I have created a dataset dict with 10 splits and am attempting to push it to the dataset hub but keep getting a HFHubHTTPError: 413 Client Error: Payload Too large for url: error.
In total, the dataset is ~50GB. For my initial attempt it made commits 0 and 1 of 3 (Upload dataset (part 00000-of00003)) before failing. On my second attempt, I reduced the max shard size to 250MB (which caused uploaded files to be ~150MB) and it got to commit 3 of 5 before failing.
To save progress, I tried using a for loop to upload splits one at a time:
dataset = datasets.load_from_disk(save_path)
for split, ds in dataset.items():
print(split)
ds.push_to_hub("dconnell/pubtator3_abstracts", split=split)
But now it is repeatedly failing for the first split with the same too large error. If I skip the first split it fails on the second split the same way.
The shard sizes are only a few hundred MB at most and the locally saved version of the dataset doesn’t have any files that are abnormally large compared to the rest. Any idea why I am getting a too large error?
Should I upload with the huggingface_hub.upload_folder api instead? Looping over each split directory of my locally saved dataset? My main concern about that is the currently uploaded files are organized differently (I think because of the conversion to parquette) and I want to make sure the dataset is uploaded in the preferred configuration.
I did see that issue, but none of my files are anywhere near that 50GB limit. And since it splits the upload across multiple commits each commit is less than 50GB. I’m also confused how it managed to upload 25+GB before having an issue. Or why I’m getting the issue when uploading each 5GB split individually.
I can go ahead and use the huggingface_hub functions directly I just figured there’s a reason the dataset classes have their own push_to_hub methods and I should try to use that over the more generic functions. (Especially since I can see it is converting and reorganizing the dataset before pushing.)
I pushed with upload_large_folder but now I can’t get the splits recognized. In Structure your repository is says you can add the splits to the README’s yaml section. After doing that, the hub picked up the splits but load_dataset keeps telling me train is the only split.
ValueError: Unknown split "BioCXML_9". Should be one of ['train'].
This is even after clearing my local huggingface cache.
I tried reorganizing the file hierarchy as detailed in the “Automatic splits detection” section using the structure:
But neither the hub nor load_dataset is recognizing the splits in that style.
In relation to this, it seems non-intuitive that the save_to_disk method tracks splits differently than the hub does. In order to upload properly, I have to move directories into a data directory. Does this seem like something that should be look into in a github issue? save_to_disk tracks the splits in a dataset_dict.json file that upload_large_folder ignored.

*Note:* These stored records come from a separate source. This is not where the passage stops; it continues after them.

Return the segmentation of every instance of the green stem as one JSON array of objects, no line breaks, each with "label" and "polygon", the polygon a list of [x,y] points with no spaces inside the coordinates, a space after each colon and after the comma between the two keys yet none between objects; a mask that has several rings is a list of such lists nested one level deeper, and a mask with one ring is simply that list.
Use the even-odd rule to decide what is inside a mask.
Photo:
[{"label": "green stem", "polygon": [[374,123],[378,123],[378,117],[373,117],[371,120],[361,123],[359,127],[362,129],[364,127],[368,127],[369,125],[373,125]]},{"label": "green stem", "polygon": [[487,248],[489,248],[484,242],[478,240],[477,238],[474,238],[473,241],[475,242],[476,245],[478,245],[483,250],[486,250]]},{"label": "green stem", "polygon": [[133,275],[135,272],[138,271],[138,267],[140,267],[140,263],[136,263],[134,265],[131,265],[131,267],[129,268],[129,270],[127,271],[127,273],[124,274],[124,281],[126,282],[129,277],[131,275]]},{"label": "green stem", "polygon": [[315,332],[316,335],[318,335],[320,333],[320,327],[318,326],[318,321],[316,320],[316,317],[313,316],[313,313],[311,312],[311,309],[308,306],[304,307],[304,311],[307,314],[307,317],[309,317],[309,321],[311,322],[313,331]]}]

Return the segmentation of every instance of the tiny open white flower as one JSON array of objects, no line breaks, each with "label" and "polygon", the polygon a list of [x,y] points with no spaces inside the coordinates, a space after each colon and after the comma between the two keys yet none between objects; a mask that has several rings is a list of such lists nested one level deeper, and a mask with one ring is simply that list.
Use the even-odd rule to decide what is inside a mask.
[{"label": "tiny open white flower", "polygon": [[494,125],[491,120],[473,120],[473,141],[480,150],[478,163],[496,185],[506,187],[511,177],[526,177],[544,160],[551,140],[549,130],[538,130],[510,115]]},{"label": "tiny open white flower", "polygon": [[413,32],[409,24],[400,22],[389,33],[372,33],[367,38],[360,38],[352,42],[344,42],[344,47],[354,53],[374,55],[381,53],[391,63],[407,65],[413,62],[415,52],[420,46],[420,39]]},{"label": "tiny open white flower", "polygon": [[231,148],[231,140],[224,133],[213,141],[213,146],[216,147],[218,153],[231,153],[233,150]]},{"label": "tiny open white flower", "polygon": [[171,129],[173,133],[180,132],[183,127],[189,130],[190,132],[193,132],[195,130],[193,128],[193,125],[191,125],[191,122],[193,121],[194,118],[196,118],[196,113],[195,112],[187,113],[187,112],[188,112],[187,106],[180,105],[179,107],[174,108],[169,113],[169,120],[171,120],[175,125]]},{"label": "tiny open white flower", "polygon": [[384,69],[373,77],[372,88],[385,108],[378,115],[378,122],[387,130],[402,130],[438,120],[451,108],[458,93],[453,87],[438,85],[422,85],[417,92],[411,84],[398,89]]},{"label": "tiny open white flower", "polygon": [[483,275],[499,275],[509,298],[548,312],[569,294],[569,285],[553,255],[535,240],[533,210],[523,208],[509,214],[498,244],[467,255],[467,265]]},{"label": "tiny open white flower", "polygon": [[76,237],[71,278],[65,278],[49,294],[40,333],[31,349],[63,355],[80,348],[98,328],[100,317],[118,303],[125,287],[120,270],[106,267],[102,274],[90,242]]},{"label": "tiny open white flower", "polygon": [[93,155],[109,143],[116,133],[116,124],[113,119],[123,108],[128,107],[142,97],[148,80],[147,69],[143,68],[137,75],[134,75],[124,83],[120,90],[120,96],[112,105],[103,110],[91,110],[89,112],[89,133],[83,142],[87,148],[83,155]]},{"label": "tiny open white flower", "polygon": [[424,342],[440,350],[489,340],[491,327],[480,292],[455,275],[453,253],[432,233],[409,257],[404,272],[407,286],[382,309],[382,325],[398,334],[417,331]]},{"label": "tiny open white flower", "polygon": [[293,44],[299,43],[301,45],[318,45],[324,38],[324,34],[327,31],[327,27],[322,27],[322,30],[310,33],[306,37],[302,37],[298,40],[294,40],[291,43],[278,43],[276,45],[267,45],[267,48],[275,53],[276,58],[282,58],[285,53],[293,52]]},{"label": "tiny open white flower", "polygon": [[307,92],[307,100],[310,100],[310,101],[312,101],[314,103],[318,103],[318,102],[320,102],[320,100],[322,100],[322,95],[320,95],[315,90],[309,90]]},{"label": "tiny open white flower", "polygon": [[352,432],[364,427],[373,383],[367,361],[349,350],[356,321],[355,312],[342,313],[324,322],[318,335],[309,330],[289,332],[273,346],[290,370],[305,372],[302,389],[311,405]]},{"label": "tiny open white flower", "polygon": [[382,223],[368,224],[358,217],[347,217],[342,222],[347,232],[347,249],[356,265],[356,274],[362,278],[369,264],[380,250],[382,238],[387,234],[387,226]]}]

I’ve narrowed it down to a large ClassLabel in the features.
If I reduce the dataset down to 100 rows, I’m still getting the payload error.
Several of my columns use Sequence of Classlabel for features, if I switch those to a Sequence of Value("int64") the push succeeds.
I can reproduce the error with the following attempt to simulate my data:
import random
random.seed(42)
def random_str(sz):
return "".join(chr(random.randint(ord("a"), ord("z"))) for _ in range(sz))
data = datasets.DatasetDict(
{
str(i): datasets.Dataset.from_dict(
{
"label": [list(range(3)) for _ in range(10)],
"abstract": [random_str(10_000) for _ in range(10)],
}
)
for i in range(3)
}
)
features = data["1"].features.copy()
features["label"] = datasets.Sequence(
datasets.ClassLabel(names=[random_str(20) for _ in range(30_000)])
)
data = data.map(lambda examples: {}, features=features)
data.push_to_hub("dconnell/pubtator3_test")
30,000 20 character strings (~600KB) doesn’t seem like it should be enough to cause this issue. Maybe it’s the way this is stored in parquette?
With my above example (I think we responded at the same time so you may of missed it), dataset size is nowhere near a GB so I don’t think that is the issue. With sys.getsizeof shows the size of the ClassLabels.names as ~250KB so that shouldn’t be too big but using a ClassLabel instead of a Value for the features causes the error.
I tried upload_large_folder and it does upload the content but it isn’t recognizing my splits even when using the file structure suggested by the docs (see above response).
Sense it is uploading the arrow tables, I’m thinking this has something to do with how parquette is storing the ClassLabels.